そして、いくら姿形が人間とはいえ間違っても人間であるはずはない。
「…人間だよぉ??」
「「それは無い」」
討也の人間宣言を二人はノータイムで否定した。そんなこと言われてもなあ、と討也は困った表情を浮かべる。確かに、神だって倒せる力を持っている。魔王を一蹴出来る力を持っている。人外と言ってしまっていい能力を持ってはいるが、結局、討也自身としては自分では人間のつもりなのだ。転生者で、既に一度死んでいる(神様のぽかミスで殺されてる)身ではあるけどそこは変わらない。もし人間じゃなくて何者なのかと聞かれれば、きっと「わからない」かもしくは「神無討也」が答えになるのだろう。
「じゃあわかりました、師匠。これだけは教えてくれ」
なんともいえない表情で悩み出すという珍しい討也を見たためか、真奥はもう討也が何者でもいいやと諦め別の質問をした。

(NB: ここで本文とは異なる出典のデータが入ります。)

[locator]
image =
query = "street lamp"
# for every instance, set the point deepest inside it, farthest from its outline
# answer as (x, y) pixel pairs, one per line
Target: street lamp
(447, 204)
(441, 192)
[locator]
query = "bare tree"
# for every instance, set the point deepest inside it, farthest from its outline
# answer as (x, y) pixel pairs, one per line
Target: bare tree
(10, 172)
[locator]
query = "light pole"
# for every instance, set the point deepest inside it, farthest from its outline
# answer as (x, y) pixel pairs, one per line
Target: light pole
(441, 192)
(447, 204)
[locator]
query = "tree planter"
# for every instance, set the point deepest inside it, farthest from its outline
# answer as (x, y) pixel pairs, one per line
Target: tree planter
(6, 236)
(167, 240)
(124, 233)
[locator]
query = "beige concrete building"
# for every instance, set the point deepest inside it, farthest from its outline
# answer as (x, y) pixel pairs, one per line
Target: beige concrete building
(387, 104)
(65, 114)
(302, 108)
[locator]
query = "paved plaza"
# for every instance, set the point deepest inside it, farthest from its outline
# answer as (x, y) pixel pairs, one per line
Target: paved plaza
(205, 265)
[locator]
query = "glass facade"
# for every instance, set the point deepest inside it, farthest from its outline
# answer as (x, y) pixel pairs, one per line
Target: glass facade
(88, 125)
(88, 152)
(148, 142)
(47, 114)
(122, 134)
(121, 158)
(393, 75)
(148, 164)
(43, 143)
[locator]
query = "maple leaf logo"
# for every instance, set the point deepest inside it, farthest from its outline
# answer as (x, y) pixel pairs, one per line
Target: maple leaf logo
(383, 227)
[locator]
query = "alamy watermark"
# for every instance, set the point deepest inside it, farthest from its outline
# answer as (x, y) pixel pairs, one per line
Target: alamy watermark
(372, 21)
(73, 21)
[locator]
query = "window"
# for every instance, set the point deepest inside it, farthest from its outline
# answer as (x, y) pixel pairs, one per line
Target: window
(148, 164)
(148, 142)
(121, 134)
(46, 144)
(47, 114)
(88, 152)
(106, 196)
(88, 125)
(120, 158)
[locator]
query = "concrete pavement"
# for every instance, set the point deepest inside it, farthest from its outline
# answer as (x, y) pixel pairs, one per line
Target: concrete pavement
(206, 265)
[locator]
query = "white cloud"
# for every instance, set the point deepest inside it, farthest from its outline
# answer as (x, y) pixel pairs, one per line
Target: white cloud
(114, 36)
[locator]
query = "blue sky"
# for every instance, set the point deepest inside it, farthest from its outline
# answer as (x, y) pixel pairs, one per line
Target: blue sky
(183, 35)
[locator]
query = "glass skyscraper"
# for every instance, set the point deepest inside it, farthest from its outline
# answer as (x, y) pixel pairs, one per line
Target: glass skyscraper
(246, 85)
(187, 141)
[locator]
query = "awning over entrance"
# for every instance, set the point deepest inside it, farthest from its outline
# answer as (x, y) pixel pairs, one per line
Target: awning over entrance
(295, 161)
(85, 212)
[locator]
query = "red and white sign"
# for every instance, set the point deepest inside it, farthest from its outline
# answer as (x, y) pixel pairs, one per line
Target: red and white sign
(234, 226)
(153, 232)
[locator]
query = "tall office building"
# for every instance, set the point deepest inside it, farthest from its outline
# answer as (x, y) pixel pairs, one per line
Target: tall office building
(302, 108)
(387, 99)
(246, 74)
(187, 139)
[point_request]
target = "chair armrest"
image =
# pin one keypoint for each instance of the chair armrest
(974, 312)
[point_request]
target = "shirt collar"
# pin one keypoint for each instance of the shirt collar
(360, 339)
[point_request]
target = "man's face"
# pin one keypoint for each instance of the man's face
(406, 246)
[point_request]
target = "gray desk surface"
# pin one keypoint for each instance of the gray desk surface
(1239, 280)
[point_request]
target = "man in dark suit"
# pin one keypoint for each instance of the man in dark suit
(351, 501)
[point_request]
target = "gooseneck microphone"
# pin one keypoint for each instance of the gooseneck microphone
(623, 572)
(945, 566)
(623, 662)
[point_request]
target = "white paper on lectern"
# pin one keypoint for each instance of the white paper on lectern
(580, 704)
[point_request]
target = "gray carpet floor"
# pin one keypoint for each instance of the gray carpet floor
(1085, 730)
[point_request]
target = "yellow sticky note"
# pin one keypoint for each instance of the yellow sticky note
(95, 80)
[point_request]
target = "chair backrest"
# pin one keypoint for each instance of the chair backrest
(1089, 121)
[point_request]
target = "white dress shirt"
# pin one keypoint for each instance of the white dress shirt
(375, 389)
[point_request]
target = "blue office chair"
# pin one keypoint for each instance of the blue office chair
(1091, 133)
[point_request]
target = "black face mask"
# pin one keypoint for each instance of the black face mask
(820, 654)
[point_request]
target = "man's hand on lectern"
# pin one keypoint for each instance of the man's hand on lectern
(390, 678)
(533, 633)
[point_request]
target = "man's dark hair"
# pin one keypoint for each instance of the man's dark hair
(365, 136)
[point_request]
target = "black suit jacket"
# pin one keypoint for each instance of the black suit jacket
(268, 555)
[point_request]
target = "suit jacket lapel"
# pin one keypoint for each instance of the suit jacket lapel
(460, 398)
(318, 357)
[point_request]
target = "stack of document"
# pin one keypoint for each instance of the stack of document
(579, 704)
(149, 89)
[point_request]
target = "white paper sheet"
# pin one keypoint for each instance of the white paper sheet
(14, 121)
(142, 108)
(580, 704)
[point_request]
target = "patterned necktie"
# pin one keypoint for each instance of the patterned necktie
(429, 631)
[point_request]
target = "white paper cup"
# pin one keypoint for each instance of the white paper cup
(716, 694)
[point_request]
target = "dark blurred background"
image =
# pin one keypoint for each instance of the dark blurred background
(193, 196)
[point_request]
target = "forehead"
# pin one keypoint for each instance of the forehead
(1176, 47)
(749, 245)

「師匠の目的は何だ?俺たちの……………味方なのか?それとも敵なのか?」
その真奥の質問に、討也はそれなら簡単だとばかりに楽しげな笑みを浮かべる。
『楽しくおかしく面白く、自由に自在に自堕落に、世界を眺めて、事象に関わり、物語に加わる事』それが俺の目的さ、と。
それは実に人間らしく身勝手で、人外らしくはた迷惑な目的だった。